Bloom is the third studio album by Australian progressive metal band Caligula's Horse. It was released through Inside Out Music on 16 October 2015 in Australia and 30 October 2015 in the United States. The album was recorded at Luna Audio Studios on the Gold Coast alongside Sam Vallen's personal studio, mixed by Brendan Anthony at Heaven's Gate Studios in Brisbane, then mastered by Jens Bogren. The album was produced by guitarist Sam Vallen. It is the last to feature rhythm guitarist Zac Greensill and drummer Geoff Irish.

==Background==
In June 2015, it was announced that Caligula's Horse had signed for a "worldwide deal" with Inside Out Music (Century Media Records). Additionally, the band announced they would be touring Australia and, for the first time, Europe later that year. Vocalist Jim Grey described the signing as "a huge step for us".

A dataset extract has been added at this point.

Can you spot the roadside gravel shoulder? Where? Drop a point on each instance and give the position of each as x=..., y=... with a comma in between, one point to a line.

In July 2015, the band revealed that their third album Bloom would be released that year in Europe on 16 October and in the United States on 30 October. Commenting on the news, Grey stated: "Bloom is very special to all of us – it's an album full of colour and life, vibrancy and energy, but one that breathes in and out with a natural ebb and flow…It's exactly what we hoped to achieve with Caligula's Horse. To us, this album has a life of its own." The band also announced dates for an extensive tour throughout Australia and Europe in support of the upcoming release.

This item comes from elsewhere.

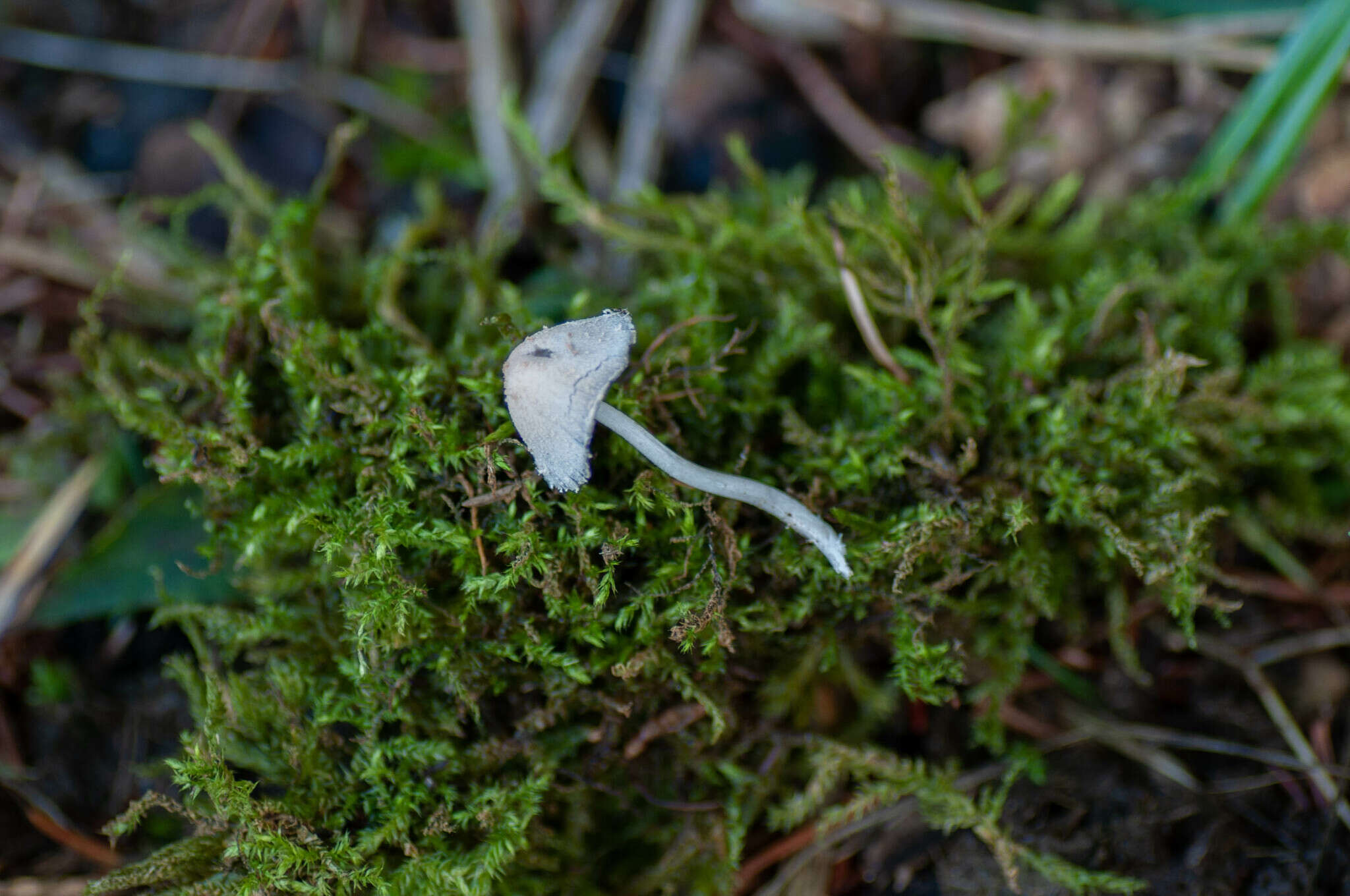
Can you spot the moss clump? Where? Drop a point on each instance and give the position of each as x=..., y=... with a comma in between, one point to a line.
x=444, y=675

In August 2015, Team Rock reported the track listing for the impending album featuring a short YouTube video of Jim Grey introducing each member of the band, where Grey describes Bloom as "a step away from darkness". On 29 September 2015, premiere video single "Marigold" was featured by Revolver. Grey told Revolver that the song "captures the essence of Bloom" with "pure energy", "vibrant colour", and a "powerful, uplifting message". Grey went on to discuss the theme of the song, saying "a person can not be judged by what they earn, or what they own, but by those they love, and those that love them. In that respect, I am a wealthy, wealthy man. This song is very important to me on a personal level."

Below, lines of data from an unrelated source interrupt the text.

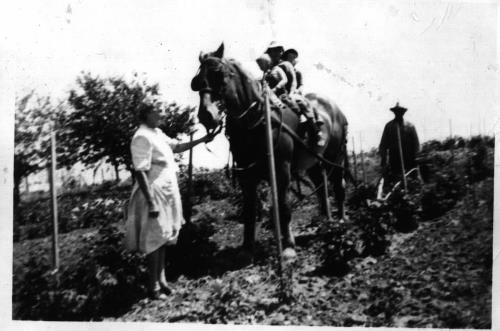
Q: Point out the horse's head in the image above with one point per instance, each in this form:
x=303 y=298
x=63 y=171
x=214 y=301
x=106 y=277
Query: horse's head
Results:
x=223 y=87
x=211 y=81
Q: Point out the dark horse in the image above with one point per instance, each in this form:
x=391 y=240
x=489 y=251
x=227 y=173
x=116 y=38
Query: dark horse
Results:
x=226 y=90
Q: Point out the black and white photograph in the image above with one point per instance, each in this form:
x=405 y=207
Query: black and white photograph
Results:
x=185 y=163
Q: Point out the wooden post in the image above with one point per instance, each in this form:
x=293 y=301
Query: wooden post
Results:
x=189 y=211
x=272 y=181
x=400 y=147
x=325 y=192
x=355 y=161
x=363 y=170
x=53 y=195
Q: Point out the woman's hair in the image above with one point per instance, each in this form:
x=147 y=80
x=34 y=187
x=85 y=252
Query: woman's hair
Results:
x=143 y=111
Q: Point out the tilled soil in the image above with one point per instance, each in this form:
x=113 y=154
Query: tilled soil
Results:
x=436 y=276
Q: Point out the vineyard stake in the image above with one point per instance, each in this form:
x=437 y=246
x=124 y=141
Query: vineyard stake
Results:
x=189 y=211
x=53 y=196
x=272 y=181
x=325 y=191
x=362 y=159
x=400 y=147
x=355 y=161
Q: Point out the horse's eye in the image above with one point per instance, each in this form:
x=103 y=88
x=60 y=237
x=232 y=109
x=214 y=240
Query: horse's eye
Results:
x=215 y=77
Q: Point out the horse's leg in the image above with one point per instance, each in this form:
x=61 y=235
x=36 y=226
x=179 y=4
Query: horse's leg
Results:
x=337 y=178
x=249 y=189
x=316 y=175
x=283 y=178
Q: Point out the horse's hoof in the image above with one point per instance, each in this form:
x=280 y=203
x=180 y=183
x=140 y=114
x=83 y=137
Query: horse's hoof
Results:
x=289 y=254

Second video single "Firelight" debuted via Billboard on 13 October 2015. In an interview with Christa Titus, Grey revealed that the song is dedicated to a friend who died in 2014. Titus described the track as "closer to a traditional pop structure" and more "easygoing" compared to previous work. Grey explains this change of pace as a "natural growth" of the band's sound to avoid repeating themselves and to write "music with a message of self-belief and optimism" as "part of a step forward". Grey elaborated that this was a deliberate contrast to progressive metal that he described as sometimes "very introspective and dark" in an effort to "celebrate life" and "the beauty of life's fragility."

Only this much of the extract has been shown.